In addition to al of its other talents, Gemini 2.0 Flash also has a "thinking mode"
Google recently announced the release of an early version of its first 'reasoning' model, Gemini 2.0 Flash Thinking. The model features text and image understanding and text outputs, and is now available via the Gemini API and in the Google AI Studio.
Google does not appear to want to fall behind in the new 'reasoning model' trend we've seen in the aftermath of OpenAI's o1 launch.
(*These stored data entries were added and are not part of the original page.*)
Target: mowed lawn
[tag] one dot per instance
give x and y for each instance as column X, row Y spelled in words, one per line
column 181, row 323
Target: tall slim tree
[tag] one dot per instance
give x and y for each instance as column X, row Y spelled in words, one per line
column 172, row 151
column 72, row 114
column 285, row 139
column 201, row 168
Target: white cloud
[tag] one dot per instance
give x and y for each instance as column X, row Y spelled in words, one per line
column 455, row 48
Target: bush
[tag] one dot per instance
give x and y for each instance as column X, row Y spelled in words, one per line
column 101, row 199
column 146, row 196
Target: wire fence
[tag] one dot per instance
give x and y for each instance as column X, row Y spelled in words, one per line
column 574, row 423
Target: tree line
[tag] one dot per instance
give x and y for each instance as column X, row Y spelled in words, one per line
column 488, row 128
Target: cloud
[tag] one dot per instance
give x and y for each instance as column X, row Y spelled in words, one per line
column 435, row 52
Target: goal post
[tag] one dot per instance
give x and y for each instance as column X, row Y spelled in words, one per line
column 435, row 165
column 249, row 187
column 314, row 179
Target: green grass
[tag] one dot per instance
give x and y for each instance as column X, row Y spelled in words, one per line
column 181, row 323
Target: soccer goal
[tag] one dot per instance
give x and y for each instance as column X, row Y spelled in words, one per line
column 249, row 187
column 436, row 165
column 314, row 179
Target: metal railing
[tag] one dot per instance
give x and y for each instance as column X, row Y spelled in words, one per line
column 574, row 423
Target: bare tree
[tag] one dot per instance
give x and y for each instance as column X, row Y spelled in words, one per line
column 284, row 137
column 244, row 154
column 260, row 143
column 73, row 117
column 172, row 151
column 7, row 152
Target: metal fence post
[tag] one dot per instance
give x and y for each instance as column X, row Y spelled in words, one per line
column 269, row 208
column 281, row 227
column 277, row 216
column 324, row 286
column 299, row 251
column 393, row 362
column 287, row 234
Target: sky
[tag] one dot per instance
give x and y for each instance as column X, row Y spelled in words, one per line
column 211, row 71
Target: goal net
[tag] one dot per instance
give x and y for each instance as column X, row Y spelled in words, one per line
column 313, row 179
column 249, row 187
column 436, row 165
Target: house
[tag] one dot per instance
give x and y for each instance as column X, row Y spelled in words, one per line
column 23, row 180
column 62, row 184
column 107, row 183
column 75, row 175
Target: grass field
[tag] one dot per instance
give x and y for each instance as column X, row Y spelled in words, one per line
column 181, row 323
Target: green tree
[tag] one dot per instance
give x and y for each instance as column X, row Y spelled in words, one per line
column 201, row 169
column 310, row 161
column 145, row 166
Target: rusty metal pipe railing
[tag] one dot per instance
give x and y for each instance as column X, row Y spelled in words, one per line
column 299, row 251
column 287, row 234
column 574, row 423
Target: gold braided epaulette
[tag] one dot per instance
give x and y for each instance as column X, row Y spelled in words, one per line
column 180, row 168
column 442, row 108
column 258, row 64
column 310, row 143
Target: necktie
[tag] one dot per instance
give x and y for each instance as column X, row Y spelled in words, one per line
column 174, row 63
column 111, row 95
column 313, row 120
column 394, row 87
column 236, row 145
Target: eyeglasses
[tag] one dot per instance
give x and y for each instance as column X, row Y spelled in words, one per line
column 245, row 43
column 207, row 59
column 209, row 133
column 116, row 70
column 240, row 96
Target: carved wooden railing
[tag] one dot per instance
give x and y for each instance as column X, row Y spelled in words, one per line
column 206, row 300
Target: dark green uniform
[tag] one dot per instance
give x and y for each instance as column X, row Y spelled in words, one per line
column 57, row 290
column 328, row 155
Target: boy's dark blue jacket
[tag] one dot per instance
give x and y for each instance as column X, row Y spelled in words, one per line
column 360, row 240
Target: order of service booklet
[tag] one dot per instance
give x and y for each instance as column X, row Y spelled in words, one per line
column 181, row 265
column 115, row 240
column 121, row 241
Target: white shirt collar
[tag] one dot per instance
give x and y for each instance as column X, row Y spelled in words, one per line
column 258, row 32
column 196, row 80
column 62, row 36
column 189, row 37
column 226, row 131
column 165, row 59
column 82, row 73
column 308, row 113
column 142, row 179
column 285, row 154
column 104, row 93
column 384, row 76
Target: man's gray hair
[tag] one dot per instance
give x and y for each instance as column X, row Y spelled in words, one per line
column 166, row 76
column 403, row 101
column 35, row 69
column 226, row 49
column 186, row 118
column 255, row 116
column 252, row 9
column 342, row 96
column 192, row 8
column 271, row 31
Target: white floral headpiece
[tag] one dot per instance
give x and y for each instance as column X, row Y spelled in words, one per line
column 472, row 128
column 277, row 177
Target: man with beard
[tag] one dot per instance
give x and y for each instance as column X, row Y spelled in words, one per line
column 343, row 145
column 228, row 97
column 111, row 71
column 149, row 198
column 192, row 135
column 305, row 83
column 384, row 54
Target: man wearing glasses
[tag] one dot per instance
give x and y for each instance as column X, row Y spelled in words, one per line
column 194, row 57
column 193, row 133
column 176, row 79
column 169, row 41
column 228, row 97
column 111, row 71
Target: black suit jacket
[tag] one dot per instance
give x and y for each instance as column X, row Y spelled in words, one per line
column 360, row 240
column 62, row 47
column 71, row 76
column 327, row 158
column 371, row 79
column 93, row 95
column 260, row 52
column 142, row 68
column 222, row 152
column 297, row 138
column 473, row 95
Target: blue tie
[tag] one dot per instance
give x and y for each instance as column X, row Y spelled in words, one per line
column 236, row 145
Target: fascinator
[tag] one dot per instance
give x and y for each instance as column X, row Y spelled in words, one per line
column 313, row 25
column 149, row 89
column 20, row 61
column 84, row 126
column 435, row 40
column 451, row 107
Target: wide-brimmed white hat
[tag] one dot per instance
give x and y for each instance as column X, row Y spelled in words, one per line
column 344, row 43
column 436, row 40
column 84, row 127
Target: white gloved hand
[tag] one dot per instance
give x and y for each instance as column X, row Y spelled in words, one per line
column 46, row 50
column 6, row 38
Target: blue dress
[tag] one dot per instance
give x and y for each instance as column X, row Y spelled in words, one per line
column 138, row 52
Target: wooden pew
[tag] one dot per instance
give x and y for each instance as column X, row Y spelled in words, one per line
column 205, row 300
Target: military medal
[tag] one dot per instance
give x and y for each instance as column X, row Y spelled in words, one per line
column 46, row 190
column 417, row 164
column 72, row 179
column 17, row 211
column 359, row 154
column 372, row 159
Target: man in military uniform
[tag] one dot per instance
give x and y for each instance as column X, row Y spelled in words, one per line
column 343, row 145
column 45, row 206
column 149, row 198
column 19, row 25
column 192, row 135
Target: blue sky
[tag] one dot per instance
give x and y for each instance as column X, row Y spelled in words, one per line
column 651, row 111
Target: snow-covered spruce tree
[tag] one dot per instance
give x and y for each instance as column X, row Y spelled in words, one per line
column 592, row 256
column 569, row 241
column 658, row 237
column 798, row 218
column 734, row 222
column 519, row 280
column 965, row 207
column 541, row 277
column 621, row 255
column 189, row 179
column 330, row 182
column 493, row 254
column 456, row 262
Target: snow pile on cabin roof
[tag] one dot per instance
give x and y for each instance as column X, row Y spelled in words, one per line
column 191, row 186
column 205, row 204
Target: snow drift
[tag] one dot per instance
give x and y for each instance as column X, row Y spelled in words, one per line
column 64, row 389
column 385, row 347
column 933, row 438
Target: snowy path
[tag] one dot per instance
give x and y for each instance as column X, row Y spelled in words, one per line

Recently, the company has announced a new experimental model, available in Google AI Studio and the Gemini API, called Gemini 2.0 Flash Thinking. Like rival models OpenAI o1, DeepSeek R1, and Qwen with Questions (QwQ), Gemini 2.0 Flash Thinking is designed to spend more time considering the questions it receives.
Google is calling Gemini 2.0 Flash Thinking's process 'Thoughts' and like some rival reasoning models, Thoughts are part of Gemini 2.0 Flash Thinking's outputs regardless of whether it is used via Google AI Studio or the Gemini API. In a post thread on the social media platform X, Google AI Studio product lead Logan Kilpatrick showcased Gemini 2.0 Flash Thinking as it solved a puzzle using text and visual clues, and called the model "the first step in [Google's] reasoning journey."
Gemini 2.0 Flash Thinking has some limitations compared to the plain experimental version of Gemini 2.0 Flash: Gemini 2.0 Flash Thinking has a 32K input token limit and an 8K token output limit, it can only process images and text, its outputs are text-only, and it has no tool usage features.